Menurut kata-kata bijak, “Alter ego est amicus, cuncta mecum habet communia, sahabat adalah diriku yang lain, dengannya semua menjadi milik bersama.” Begitulah kami.
Belum lama ini, di tengah-tengah sepak-terjang Covid-19 yang nggegirisi (sangat menakutkan) itu, kami berkomunikasi lewat video calling.
Ia membongkar kembali pengalaman masa kecil kami, ketika masih hidup dan tinggal di desa.

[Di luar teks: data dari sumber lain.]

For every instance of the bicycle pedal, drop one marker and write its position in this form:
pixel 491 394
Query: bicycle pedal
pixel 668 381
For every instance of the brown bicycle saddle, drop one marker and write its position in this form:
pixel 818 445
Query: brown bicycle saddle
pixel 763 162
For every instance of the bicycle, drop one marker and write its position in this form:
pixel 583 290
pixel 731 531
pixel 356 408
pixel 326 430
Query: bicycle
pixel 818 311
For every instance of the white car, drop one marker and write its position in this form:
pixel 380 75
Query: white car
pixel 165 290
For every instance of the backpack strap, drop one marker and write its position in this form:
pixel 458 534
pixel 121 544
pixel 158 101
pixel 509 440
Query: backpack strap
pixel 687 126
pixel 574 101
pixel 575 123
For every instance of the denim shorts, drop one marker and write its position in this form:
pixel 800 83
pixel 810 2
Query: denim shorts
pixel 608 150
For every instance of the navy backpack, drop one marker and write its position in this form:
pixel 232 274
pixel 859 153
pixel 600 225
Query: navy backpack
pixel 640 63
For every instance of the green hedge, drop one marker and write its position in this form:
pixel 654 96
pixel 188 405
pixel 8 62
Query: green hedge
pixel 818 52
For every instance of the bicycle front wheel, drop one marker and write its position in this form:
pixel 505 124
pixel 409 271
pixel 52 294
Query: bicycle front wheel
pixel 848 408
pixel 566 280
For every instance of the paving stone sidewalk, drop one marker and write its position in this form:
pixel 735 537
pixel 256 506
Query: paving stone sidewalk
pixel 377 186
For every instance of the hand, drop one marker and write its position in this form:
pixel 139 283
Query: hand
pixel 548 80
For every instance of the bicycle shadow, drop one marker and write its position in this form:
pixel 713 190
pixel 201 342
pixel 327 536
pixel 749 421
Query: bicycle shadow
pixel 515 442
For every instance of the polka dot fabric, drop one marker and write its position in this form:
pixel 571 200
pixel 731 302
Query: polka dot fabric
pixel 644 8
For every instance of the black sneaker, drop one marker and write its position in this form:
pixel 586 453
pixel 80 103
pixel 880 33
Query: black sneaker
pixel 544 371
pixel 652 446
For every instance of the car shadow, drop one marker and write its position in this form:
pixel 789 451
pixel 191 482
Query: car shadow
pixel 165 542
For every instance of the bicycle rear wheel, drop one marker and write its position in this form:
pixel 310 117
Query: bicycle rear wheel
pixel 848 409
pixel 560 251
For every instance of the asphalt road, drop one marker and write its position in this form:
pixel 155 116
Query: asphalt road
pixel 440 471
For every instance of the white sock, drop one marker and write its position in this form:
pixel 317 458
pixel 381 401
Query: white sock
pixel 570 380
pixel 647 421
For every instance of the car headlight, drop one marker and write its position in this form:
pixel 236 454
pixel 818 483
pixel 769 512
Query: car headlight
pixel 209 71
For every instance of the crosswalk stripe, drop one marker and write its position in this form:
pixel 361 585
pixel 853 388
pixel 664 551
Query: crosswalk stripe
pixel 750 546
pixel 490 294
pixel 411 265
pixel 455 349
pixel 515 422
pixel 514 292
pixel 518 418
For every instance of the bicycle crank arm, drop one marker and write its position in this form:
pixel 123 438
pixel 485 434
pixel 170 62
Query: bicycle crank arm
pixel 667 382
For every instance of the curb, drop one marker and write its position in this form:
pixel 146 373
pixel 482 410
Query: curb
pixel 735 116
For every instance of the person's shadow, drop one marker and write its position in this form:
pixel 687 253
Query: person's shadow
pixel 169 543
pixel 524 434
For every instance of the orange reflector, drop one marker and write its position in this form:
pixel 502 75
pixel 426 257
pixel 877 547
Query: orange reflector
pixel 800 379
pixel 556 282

Yang ia ceritakan tentang betapa kuatnya rasa persaudaraan penduduk desa, pada masa lalu. Mereka guyub, rukun, saling tolong menolong, dan memegang prinsip hidup gotong-royong, toleran, saling hormat-menghormati walau berbeda keyakinan dan agama, beda kelas sosial.
Dulu di desa ada istilah sambatan, tolong-menolong.
“Tahu enggak, mengapa bisa seperti itu di masa lalu?” katanya.
”Mengapa?” tanya saya pendek.
“Di masa lalu, hal itu bisa terjadi, barangkali karena masih kuatnya rasa di antara penduduk desa bahwa orang tidak bisa hidup sendiri. Mereka menyadari bahwa dalam hidup, seseorang membutuhkan bantuan orang lain,” jelasnya.
Sebelum saya berkomentar, ia sudah mengatakan, “Salah satu karya penyair John Donne adalah ‘No Man is an Island’.
Dua baris pertama puisi itu berbunyi, ‘No man is an island/ entire of itself/ every man/ ia a piece of the continent/ a part of the main.’ “
Lalu ia menambahkan, “Jauh sebelumnya, sejarawan Romawi, Gaius Sallustius Crispus (86 SM-34 SM), sudah mengatakan, alterum alterius auxilio est, seseorang membutuhkan bantuan orang lain.”
Ia lalu mengatakan bahwa John Donne adalah seorang penyair asal Inggris yang hidup antara tahun 1572-1631.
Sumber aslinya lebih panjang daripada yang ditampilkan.